French startup Nawa Technologies' innovative ultracapacitors are fast-charging and provide the ideal power density, ready to stand out in the automotive, power tools, and aviation industries. According to "Wall Street News", this super capacitor can fully charge an electric car in less than 20 seconds.
Compared with traditional batteries, the energy density of this super capacitor is not large. But compared to other supercapacitors, the energy stored in its carbon nanotube structure has increased five times, and its charging cycle can be up to 1 million times, which is very durable in the temperature and environment range that can test the limits of standard batteries, such as space, high temperature Drilling or subsea.

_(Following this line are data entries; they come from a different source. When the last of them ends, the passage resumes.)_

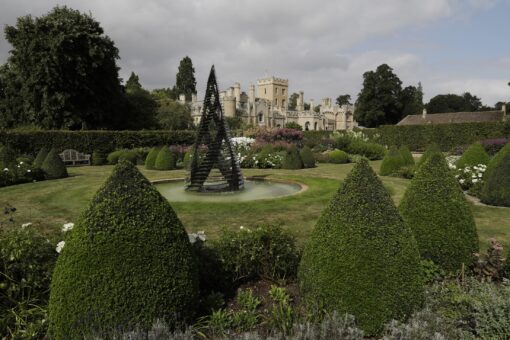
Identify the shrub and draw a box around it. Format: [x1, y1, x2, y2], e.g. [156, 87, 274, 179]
[0, 146, 17, 171]
[154, 146, 176, 170]
[299, 146, 315, 168]
[33, 146, 49, 168]
[481, 150, 510, 207]
[41, 148, 68, 179]
[379, 146, 404, 176]
[399, 153, 478, 272]
[328, 149, 350, 164]
[92, 150, 106, 165]
[398, 145, 414, 166]
[299, 159, 423, 335]
[456, 143, 490, 168]
[145, 147, 160, 170]
[49, 161, 198, 339]
[282, 146, 303, 170]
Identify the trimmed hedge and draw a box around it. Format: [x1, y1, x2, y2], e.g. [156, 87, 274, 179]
[299, 146, 315, 168]
[298, 159, 424, 336]
[455, 143, 491, 168]
[41, 148, 68, 179]
[379, 146, 404, 176]
[399, 152, 478, 272]
[0, 130, 195, 154]
[154, 146, 177, 170]
[482, 152, 510, 207]
[49, 161, 198, 339]
[370, 122, 510, 151]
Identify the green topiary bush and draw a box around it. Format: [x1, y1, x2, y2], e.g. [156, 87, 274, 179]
[154, 146, 176, 170]
[41, 148, 68, 179]
[33, 147, 49, 168]
[299, 146, 315, 168]
[398, 145, 414, 167]
[0, 146, 17, 171]
[455, 143, 490, 168]
[298, 159, 424, 336]
[282, 145, 303, 170]
[328, 149, 350, 164]
[49, 161, 198, 339]
[481, 152, 510, 207]
[145, 147, 159, 170]
[379, 146, 404, 176]
[399, 152, 478, 272]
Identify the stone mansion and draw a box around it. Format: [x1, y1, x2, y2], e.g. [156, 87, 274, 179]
[179, 76, 357, 131]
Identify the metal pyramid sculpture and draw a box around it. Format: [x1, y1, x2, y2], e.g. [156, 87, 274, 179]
[186, 65, 244, 192]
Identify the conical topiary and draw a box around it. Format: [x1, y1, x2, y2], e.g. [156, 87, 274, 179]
[0, 146, 16, 171]
[299, 146, 315, 168]
[299, 159, 424, 335]
[484, 143, 510, 179]
[416, 143, 442, 169]
[399, 152, 478, 272]
[145, 147, 159, 170]
[41, 148, 68, 179]
[455, 143, 491, 168]
[482, 152, 510, 207]
[398, 145, 414, 166]
[154, 146, 177, 170]
[379, 146, 404, 176]
[33, 146, 49, 168]
[282, 145, 303, 170]
[49, 160, 198, 339]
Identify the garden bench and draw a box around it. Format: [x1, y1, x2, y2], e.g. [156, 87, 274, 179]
[60, 149, 90, 166]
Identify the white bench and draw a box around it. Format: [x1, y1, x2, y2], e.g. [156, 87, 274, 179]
[60, 149, 90, 166]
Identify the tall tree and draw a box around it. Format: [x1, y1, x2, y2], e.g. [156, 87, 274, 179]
[354, 64, 402, 127]
[175, 56, 197, 101]
[336, 94, 351, 106]
[1, 7, 124, 129]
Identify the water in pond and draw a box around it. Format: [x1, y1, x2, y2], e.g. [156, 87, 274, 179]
[156, 180, 301, 202]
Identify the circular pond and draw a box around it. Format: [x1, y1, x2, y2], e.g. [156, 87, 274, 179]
[154, 179, 305, 202]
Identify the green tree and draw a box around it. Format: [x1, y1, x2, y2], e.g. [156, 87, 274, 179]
[336, 94, 351, 106]
[354, 64, 402, 127]
[0, 7, 124, 129]
[175, 56, 197, 101]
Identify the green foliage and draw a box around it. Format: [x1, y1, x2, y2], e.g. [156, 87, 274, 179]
[145, 147, 160, 170]
[0, 6, 130, 129]
[299, 159, 423, 335]
[282, 145, 303, 170]
[49, 161, 198, 339]
[398, 145, 414, 167]
[299, 146, 315, 168]
[328, 149, 350, 164]
[41, 148, 68, 179]
[213, 225, 300, 283]
[0, 226, 57, 339]
[0, 146, 17, 171]
[154, 146, 177, 170]
[0, 130, 195, 154]
[92, 150, 107, 165]
[482, 150, 510, 207]
[399, 153, 478, 272]
[379, 146, 404, 176]
[455, 143, 490, 168]
[33, 146, 49, 168]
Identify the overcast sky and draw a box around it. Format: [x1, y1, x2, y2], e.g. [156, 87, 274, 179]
[0, 0, 510, 105]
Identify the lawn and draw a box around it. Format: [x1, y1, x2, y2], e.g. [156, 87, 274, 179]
[0, 161, 510, 248]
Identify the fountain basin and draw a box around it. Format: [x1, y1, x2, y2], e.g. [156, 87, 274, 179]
[152, 177, 307, 203]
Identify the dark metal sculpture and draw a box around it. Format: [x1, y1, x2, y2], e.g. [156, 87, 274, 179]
[186, 65, 244, 192]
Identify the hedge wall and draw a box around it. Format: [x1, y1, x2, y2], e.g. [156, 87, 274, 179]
[370, 122, 510, 151]
[0, 131, 195, 154]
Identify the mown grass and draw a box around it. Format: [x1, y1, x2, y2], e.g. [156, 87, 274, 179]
[0, 161, 510, 248]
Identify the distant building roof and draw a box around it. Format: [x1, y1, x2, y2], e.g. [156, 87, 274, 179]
[397, 111, 505, 125]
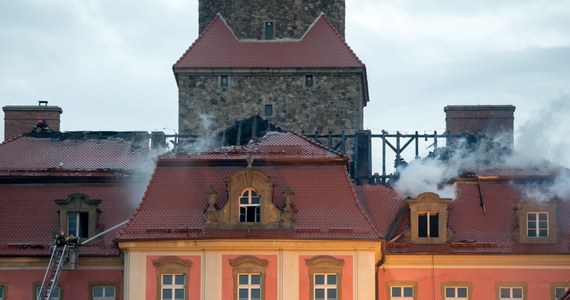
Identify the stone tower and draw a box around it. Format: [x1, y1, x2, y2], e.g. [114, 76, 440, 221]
[173, 0, 368, 134]
[199, 0, 345, 40]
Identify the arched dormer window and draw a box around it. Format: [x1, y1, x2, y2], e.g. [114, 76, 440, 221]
[239, 188, 261, 223]
[204, 160, 295, 229]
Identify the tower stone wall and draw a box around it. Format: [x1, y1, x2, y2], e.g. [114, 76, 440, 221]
[178, 72, 364, 134]
[199, 0, 345, 40]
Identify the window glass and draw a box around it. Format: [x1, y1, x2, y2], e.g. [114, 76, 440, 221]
[390, 286, 414, 300]
[161, 274, 186, 300]
[92, 286, 116, 300]
[238, 274, 261, 300]
[305, 75, 314, 86]
[418, 212, 439, 237]
[313, 274, 338, 300]
[527, 212, 548, 237]
[554, 287, 567, 300]
[239, 189, 261, 222]
[265, 104, 273, 117]
[265, 22, 273, 40]
[220, 75, 230, 86]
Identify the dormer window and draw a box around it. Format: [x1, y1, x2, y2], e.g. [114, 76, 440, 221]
[67, 212, 89, 238]
[220, 75, 230, 87]
[405, 193, 452, 244]
[305, 75, 315, 86]
[526, 212, 548, 238]
[239, 189, 261, 223]
[204, 159, 295, 230]
[265, 21, 274, 40]
[418, 211, 439, 238]
[55, 193, 101, 238]
[513, 201, 558, 244]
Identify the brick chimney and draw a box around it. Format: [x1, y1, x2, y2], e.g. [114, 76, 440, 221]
[444, 105, 515, 148]
[2, 101, 63, 140]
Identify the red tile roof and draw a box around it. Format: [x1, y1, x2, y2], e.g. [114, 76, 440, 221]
[0, 181, 146, 256]
[358, 182, 570, 254]
[0, 133, 153, 256]
[173, 15, 364, 70]
[0, 136, 147, 174]
[166, 131, 348, 164]
[120, 133, 379, 240]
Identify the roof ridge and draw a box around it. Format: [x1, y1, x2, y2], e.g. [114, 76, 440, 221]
[172, 13, 239, 69]
[0, 133, 26, 146]
[301, 12, 366, 68]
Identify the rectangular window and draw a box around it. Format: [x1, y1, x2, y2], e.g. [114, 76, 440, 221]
[554, 286, 568, 300]
[265, 104, 273, 117]
[445, 286, 468, 300]
[239, 189, 261, 222]
[390, 286, 414, 300]
[313, 274, 338, 300]
[499, 287, 523, 300]
[265, 22, 273, 40]
[161, 274, 186, 300]
[238, 273, 261, 300]
[67, 212, 89, 238]
[91, 285, 117, 300]
[418, 212, 439, 238]
[36, 286, 61, 300]
[220, 75, 230, 87]
[526, 212, 548, 238]
[305, 75, 314, 86]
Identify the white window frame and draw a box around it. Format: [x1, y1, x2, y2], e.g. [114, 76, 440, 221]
[389, 285, 410, 300]
[239, 188, 261, 223]
[552, 286, 569, 300]
[36, 285, 61, 300]
[237, 273, 263, 300]
[313, 273, 339, 300]
[91, 285, 117, 300]
[443, 286, 469, 300]
[499, 286, 525, 300]
[160, 273, 187, 300]
[526, 211, 550, 239]
[417, 211, 441, 238]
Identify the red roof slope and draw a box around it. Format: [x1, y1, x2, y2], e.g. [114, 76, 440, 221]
[173, 15, 364, 69]
[119, 133, 379, 240]
[169, 131, 348, 163]
[0, 181, 146, 256]
[358, 182, 570, 254]
[0, 136, 147, 172]
[0, 133, 153, 256]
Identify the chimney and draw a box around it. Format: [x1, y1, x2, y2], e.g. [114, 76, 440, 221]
[444, 105, 515, 148]
[2, 101, 63, 140]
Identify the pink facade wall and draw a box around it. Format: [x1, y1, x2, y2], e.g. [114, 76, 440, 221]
[146, 255, 202, 300]
[0, 270, 123, 300]
[299, 256, 354, 300]
[378, 267, 570, 300]
[220, 255, 277, 300]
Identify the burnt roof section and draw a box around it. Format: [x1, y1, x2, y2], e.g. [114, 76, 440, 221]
[0, 131, 150, 176]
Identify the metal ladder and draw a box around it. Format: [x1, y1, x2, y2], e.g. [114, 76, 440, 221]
[36, 244, 74, 300]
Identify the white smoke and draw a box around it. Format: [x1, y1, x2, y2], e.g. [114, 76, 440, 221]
[177, 114, 219, 153]
[512, 95, 570, 201]
[393, 96, 570, 201]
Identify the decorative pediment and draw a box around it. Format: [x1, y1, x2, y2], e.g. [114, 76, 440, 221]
[204, 159, 295, 229]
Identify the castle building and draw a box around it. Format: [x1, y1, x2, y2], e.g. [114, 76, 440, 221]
[0, 0, 570, 300]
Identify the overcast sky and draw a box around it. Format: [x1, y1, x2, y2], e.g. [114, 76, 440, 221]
[0, 0, 570, 171]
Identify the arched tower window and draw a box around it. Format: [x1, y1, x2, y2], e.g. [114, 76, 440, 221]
[239, 189, 261, 223]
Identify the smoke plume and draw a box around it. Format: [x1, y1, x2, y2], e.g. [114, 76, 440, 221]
[393, 96, 570, 201]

According to Nawa Technologies, the current global supercapacitor market size is approximately $ 560 million, but it is expected to grow by 400% -600% in the next five years. As carbon nanotube supercapacitors will begin large-scale production, companies that map domestic carbon nanotubes are also expected to benefit from this.
According to the understanding of the powder network, carbon nanotubes (CNTs) have a unique hollow structure, good electrical conductivity, high specific surface area, chemical stability, pores suitable for electrolyte ion migration, and intertwining to form nano-scale network structures And other advantages, so its use as an electrode material can significantly improve the power characteristics of supercapacitors, is considered an ideal supercapacitor electrode material, and has become a research focus in recent years.
However, due to the limitation of the manufacturing process level, the current specific surface area utilization rate of CNTs is still low, making its specific capacitance smaller and becoming a bottleneck for the development of CNT-based capacitors. Chemical activation can significantly increase its available specific surface area, increase its specific capacitance, and compound CNTs with quasi-capacitive material metal oxides or conductive polymers, which can give play to their respective advantages, make up for shortcomings, and produce synergistic effects, resulting in low cost High-performance composite electrode materials are one direction of its development. While maintaining the high power characteristics of CNTs, more in-depth research is needed to improve their specific capacitance.